Ma come? Investo tempo, denaro e sudore per cercare di modificare qualcosa di me, per cercare di limare quelle parti di me che sembrano sempre uguali e scopro che il risultato è ottenere un me stesso diverso perché ha…infinite costanti!
Sì perché l’integrazione ha senso se verificata con la sua operazione complementare, la derivazione. Cioè con un sistema in grado di verificare il cambiamento, l’evoluzione di una funzione, di una traiettoria, in un dato intervallo.
La Matematica insegna che, appunto, la derivata di una costante è sempre zero. Se qualcosa è costante e non cambia, non si può apprezzare la crescita.
Ma se l’integrazione della nostra traiettoria restituisce un risultato, insieme a delle costanti, allora si può e si deve avere il coraggio di misurare la nostra evoluzione.
Ecco allora alcune semplici osservazioni.
Ognuno di noi ha una traiettoria: a volte definiamo la nostra esistenza come una parabola, che è un termine matematico.
All’interno di questa traiettoria possiamo dotarci o meno di strumenti di consapevolezza per vivere pienamente il nostro intervallo di tempo.
Le Arti Marziali, come ogni altro lavoro su sé stessi e come tutti i percorsi di sviluppo integrale, ci modificano e scolpiscono le nostre convinzioni. A volte modificandole, a volte rafforzando quanto eravamo già, a volte inserendone di nuove.

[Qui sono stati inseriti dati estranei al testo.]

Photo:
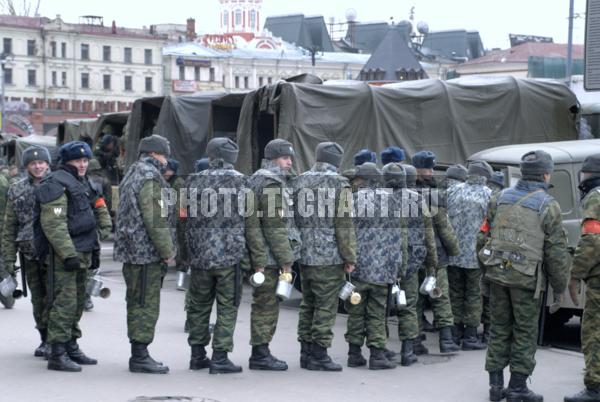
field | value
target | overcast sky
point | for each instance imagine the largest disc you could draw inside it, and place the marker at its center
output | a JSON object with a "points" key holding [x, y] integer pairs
{"points": [[493, 19]]}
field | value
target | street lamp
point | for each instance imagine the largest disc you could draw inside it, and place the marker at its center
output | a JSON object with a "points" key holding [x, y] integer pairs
{"points": [[4, 58]]}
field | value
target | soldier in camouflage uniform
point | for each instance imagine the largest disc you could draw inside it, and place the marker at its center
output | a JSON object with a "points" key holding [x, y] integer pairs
{"points": [[467, 206], [521, 233], [17, 236], [586, 267], [328, 250], [447, 245], [145, 244], [421, 252], [217, 243], [379, 230], [68, 217], [282, 240]]}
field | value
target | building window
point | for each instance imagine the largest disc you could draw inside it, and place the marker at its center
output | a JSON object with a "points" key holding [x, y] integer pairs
{"points": [[225, 18], [7, 46], [105, 53], [127, 55], [85, 80], [128, 86], [31, 78], [31, 47], [106, 81], [8, 76], [85, 51]]}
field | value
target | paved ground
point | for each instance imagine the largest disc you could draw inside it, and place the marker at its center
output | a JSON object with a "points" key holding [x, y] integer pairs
{"points": [[25, 378]]}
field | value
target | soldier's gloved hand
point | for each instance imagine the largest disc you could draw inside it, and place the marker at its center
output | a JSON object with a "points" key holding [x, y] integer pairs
{"points": [[71, 264], [484, 287]]}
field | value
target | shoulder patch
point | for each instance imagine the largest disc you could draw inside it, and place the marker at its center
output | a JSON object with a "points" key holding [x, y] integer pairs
{"points": [[49, 191]]}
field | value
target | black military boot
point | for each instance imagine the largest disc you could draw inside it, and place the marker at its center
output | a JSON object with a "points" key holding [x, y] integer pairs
{"points": [[447, 345], [471, 341], [378, 361], [262, 359], [408, 356], [77, 354], [418, 347], [355, 357], [497, 390], [198, 361], [319, 360], [305, 348], [518, 391], [41, 350], [141, 362], [587, 395], [458, 331], [59, 360], [220, 364]]}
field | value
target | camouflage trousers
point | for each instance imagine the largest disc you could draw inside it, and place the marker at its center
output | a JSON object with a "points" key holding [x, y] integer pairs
{"points": [[514, 329], [465, 295], [320, 288], [205, 287], [590, 333], [442, 310], [69, 297], [265, 309], [367, 319], [142, 315], [37, 282], [408, 321]]}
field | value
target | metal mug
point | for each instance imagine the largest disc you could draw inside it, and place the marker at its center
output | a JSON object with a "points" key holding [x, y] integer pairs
{"points": [[257, 279], [8, 286], [284, 287], [428, 285], [346, 291], [183, 280], [94, 287]]}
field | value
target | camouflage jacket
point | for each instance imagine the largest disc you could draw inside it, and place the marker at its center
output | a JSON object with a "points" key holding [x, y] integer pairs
{"points": [[586, 263], [18, 221], [322, 201], [467, 206], [379, 236], [145, 228], [216, 225], [556, 258], [445, 238], [421, 248], [274, 215]]}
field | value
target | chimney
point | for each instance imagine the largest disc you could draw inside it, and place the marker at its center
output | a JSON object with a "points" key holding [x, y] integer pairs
{"points": [[191, 29]]}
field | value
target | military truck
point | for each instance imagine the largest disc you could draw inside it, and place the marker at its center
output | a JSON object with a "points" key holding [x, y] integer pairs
{"points": [[568, 157]]}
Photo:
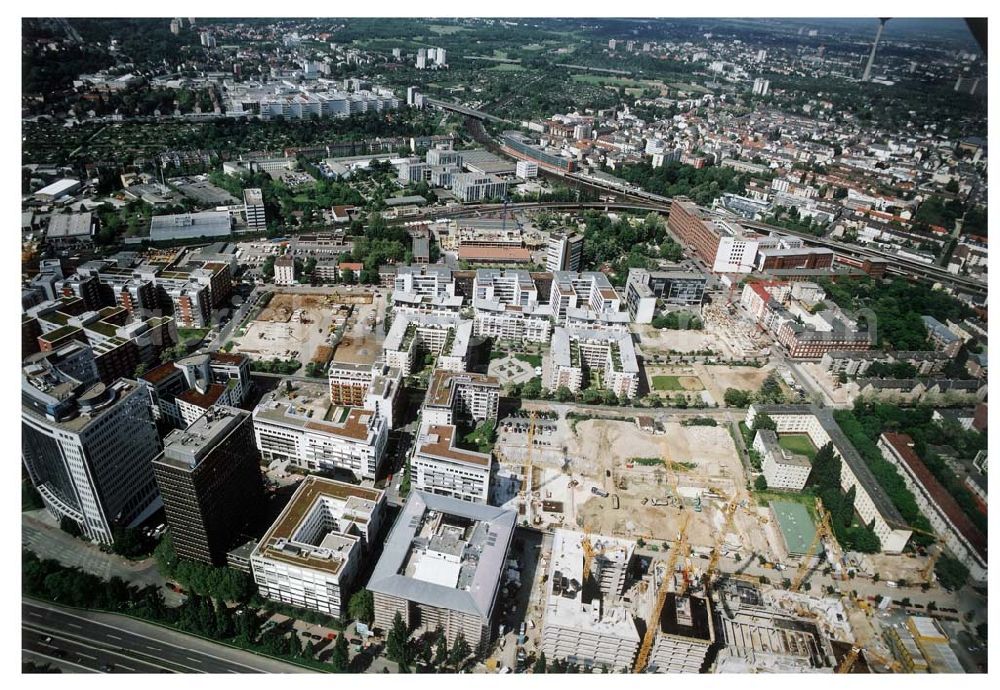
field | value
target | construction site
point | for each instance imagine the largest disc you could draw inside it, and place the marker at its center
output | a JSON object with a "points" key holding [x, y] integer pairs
{"points": [[304, 326], [614, 478]]}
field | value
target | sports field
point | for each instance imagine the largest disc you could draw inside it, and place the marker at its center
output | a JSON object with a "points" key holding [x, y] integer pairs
{"points": [[666, 382], [798, 443]]}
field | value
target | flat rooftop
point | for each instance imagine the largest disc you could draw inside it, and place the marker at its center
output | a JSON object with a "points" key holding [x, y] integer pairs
{"points": [[295, 539], [438, 441], [186, 448], [441, 389], [445, 553], [689, 617], [308, 406]]}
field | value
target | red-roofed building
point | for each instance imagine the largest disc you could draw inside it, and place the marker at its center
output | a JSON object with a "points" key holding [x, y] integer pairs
{"points": [[757, 294], [947, 519]]}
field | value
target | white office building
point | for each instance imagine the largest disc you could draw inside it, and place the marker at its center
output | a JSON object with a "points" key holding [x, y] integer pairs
{"points": [[468, 187], [253, 206], [311, 554], [782, 468], [302, 425], [440, 467]]}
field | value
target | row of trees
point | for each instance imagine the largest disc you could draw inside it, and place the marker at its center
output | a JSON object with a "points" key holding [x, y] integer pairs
{"points": [[917, 422], [678, 321], [201, 614], [276, 366], [898, 306], [703, 185], [224, 584], [885, 473], [824, 479], [430, 652]]}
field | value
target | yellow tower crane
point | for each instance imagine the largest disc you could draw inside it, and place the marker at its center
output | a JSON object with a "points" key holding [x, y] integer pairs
{"points": [[661, 598], [847, 663]]}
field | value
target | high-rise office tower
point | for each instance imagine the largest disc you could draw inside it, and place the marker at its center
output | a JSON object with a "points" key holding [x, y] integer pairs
{"points": [[564, 252], [210, 480], [88, 449]]}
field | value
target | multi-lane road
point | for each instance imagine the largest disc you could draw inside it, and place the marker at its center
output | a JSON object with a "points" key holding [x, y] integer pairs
{"points": [[89, 641]]}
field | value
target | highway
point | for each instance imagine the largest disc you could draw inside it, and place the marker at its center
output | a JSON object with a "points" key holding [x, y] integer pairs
{"points": [[107, 643]]}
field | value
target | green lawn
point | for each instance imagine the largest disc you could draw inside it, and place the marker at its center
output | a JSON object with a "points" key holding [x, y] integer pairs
{"points": [[667, 383], [507, 67], [533, 360], [798, 443], [764, 498]]}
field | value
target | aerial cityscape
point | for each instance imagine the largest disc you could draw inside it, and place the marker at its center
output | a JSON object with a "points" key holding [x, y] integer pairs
{"points": [[501, 345]]}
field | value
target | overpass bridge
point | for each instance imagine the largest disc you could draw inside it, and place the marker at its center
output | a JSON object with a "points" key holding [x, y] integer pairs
{"points": [[464, 110]]}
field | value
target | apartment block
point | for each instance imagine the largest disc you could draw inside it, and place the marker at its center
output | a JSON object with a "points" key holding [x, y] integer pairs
{"points": [[284, 270], [446, 337], [432, 281], [947, 518], [349, 383], [464, 395], [782, 468], [586, 297], [605, 359], [871, 501], [297, 422], [440, 467], [253, 207], [508, 322], [210, 481]]}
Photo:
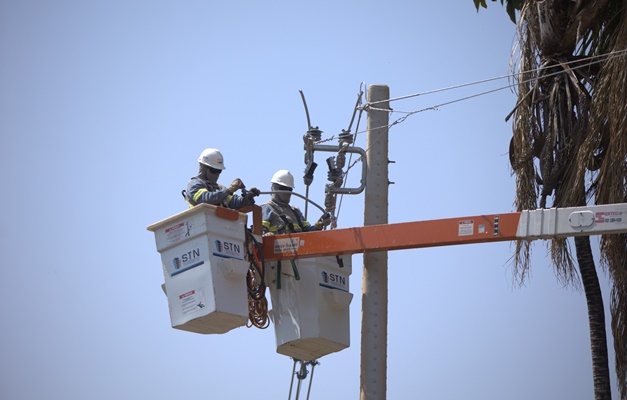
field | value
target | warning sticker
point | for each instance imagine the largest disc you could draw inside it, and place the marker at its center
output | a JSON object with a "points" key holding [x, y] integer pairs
{"points": [[177, 232], [286, 245], [466, 227], [608, 217], [192, 301]]}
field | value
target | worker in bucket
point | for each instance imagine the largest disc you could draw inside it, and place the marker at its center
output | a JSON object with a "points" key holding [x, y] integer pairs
{"points": [[204, 188], [277, 214]]}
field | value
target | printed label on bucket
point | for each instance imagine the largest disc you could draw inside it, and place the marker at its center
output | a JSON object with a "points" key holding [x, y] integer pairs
{"points": [[334, 281], [192, 301]]}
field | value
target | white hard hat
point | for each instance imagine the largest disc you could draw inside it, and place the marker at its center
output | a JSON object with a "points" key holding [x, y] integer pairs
{"points": [[284, 178], [212, 158]]}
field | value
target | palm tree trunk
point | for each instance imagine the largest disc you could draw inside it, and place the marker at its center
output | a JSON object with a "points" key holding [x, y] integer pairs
{"points": [[596, 319]]}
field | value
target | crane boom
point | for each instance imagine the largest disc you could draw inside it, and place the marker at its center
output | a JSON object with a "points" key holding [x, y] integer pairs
{"points": [[528, 225]]}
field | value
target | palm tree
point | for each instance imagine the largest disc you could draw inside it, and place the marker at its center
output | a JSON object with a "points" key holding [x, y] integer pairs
{"points": [[569, 146]]}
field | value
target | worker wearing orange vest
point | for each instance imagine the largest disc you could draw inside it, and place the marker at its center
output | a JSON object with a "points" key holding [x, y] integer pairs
{"points": [[277, 214], [204, 188]]}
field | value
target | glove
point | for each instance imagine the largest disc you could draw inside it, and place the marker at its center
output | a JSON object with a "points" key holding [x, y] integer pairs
{"points": [[235, 185], [325, 220]]}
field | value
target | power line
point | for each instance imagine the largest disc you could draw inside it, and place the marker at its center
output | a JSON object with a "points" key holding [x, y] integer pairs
{"points": [[591, 61], [368, 106]]}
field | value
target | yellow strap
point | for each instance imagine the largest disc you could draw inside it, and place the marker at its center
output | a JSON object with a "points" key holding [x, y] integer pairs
{"points": [[198, 194]]}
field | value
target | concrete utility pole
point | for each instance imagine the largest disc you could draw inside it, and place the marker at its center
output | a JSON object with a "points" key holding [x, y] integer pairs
{"points": [[374, 314]]}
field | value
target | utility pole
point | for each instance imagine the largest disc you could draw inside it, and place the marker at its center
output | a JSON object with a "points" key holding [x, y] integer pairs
{"points": [[374, 309]]}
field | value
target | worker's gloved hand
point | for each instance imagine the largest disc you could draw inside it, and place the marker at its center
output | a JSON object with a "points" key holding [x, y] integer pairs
{"points": [[325, 220], [235, 185]]}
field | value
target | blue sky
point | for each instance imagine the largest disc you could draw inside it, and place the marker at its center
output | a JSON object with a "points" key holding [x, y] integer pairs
{"points": [[104, 109]]}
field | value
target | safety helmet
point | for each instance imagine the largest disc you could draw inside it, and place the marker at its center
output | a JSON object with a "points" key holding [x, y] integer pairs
{"points": [[212, 158], [284, 178]]}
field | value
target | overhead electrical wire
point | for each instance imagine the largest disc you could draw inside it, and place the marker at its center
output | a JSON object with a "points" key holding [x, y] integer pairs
{"points": [[368, 106]]}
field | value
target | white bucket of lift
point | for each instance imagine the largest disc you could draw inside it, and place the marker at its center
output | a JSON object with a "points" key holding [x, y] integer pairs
{"points": [[311, 315], [203, 256]]}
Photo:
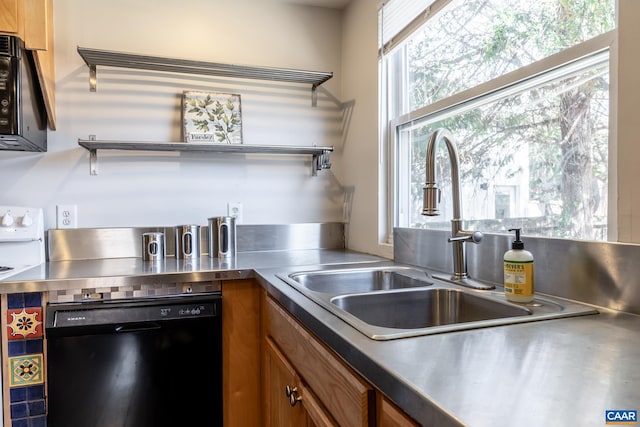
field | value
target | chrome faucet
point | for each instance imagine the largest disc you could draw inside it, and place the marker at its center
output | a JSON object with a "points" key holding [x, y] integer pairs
{"points": [[430, 208]]}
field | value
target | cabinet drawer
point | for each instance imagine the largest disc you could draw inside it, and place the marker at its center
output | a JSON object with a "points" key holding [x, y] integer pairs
{"points": [[349, 399]]}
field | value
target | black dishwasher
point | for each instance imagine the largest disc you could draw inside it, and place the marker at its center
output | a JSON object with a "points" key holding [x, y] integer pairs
{"points": [[135, 363]]}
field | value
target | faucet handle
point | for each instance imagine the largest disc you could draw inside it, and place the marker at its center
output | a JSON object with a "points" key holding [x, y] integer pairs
{"points": [[467, 236], [431, 199]]}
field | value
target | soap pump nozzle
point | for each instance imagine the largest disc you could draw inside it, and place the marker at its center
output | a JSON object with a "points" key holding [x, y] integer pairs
{"points": [[517, 244]]}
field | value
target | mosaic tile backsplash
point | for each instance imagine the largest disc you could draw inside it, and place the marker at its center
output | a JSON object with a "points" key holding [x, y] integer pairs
{"points": [[23, 335], [24, 360]]}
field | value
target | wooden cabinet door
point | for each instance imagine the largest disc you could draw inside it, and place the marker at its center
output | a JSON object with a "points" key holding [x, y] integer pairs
{"points": [[279, 375]]}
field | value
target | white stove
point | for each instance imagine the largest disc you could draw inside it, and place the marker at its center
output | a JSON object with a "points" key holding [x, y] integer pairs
{"points": [[21, 239]]}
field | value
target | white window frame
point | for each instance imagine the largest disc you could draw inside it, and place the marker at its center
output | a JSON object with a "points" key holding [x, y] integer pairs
{"points": [[480, 94]]}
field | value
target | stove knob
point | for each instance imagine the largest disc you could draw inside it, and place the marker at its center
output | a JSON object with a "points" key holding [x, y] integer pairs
{"points": [[7, 220], [26, 220]]}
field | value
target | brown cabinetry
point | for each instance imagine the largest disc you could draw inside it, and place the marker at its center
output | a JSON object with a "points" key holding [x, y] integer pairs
{"points": [[241, 353], [32, 21], [329, 385]]}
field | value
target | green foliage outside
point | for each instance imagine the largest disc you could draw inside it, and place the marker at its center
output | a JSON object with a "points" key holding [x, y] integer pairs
{"points": [[563, 126]]}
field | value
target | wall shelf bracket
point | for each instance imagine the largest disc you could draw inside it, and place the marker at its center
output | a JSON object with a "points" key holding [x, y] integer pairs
{"points": [[321, 156], [95, 57]]}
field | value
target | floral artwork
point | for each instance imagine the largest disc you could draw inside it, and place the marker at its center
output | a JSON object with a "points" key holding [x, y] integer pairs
{"points": [[212, 117]]}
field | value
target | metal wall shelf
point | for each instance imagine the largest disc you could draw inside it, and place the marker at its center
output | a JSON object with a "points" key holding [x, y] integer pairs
{"points": [[321, 155], [95, 57]]}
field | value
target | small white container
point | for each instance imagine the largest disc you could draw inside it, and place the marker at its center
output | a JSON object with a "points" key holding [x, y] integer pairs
{"points": [[153, 246]]}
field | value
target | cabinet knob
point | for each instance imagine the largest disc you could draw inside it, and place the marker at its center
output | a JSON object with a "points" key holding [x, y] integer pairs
{"points": [[292, 394]]}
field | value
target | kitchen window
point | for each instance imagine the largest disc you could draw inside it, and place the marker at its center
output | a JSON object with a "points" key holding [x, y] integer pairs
{"points": [[524, 88]]}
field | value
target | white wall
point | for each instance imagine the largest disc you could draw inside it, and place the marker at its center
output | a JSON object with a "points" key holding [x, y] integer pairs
{"points": [[154, 189], [360, 160]]}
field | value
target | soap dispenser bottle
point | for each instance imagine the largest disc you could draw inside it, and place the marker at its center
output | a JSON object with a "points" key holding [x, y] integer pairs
{"points": [[518, 272]]}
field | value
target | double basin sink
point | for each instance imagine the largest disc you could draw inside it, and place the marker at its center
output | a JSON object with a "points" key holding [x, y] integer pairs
{"points": [[389, 302]]}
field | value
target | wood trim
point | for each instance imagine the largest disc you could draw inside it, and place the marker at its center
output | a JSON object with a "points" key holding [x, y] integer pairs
{"points": [[389, 415], [242, 352], [9, 17], [350, 400], [37, 25]]}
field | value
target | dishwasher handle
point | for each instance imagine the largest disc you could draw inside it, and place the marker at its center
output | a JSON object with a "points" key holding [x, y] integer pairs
{"points": [[136, 327]]}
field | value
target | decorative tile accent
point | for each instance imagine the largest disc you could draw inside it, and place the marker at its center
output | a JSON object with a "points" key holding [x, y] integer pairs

C’è talvolta una sottaciuta idea di fondo in alcuni ambienti di pratica dove si ritiene che avere convinzioni forti sia esclusivamente un segno di rigidità mentale e che, in fondo, la pratica dovrebbe restituire una sorta di limbo privo di esse.
Ma la vita, prima ancora della Matematica, che ne è uno dei linguaggi, insegna proprio il contrario. Il cambiamento e l’integrazione restituiscono costanti, che sono le ancore su cui si basa la misura della crescita e l’evoluzione del nostro essere. Arrivare ad avere dei punti fermi è una conquista cui tendere, non una minaccia da sventare.
Questo, insieme alle difficoltà legate all’aspetto fisico delle tecniche, è il motivo che sta dietro le crisi che ciclicamente attraversano la pratica -insieme al resto della nostra esistenza.
Infatti, se ci limitiamo a misurare la derivata in un intervallo molto stretto, potremmo vedere che anziché crescere stiamo in realtà peggiorando. E anche questo è non solo reale ma anche necessario: per crescere e migliorare, il nostro sistema deve accettare di faticare, di andare talvolta in apnea, per poter impostare una traiettoria di evoluzione stabile.
Ovviamente questo fa paura e confligge con l’abitudine ed il desiderio di ottenere subito risultati.
Ma i risultati si vedono alla distanza. E se è vero che a volte definiamo la nostra vita come una parabola, beh, se facciamo l’integrale di una parabola dobbiamo ammettere che la sua area ha un valore che non riusciamo a quantificare…
Perché l’integrazione è un processo che non ha mai una fine.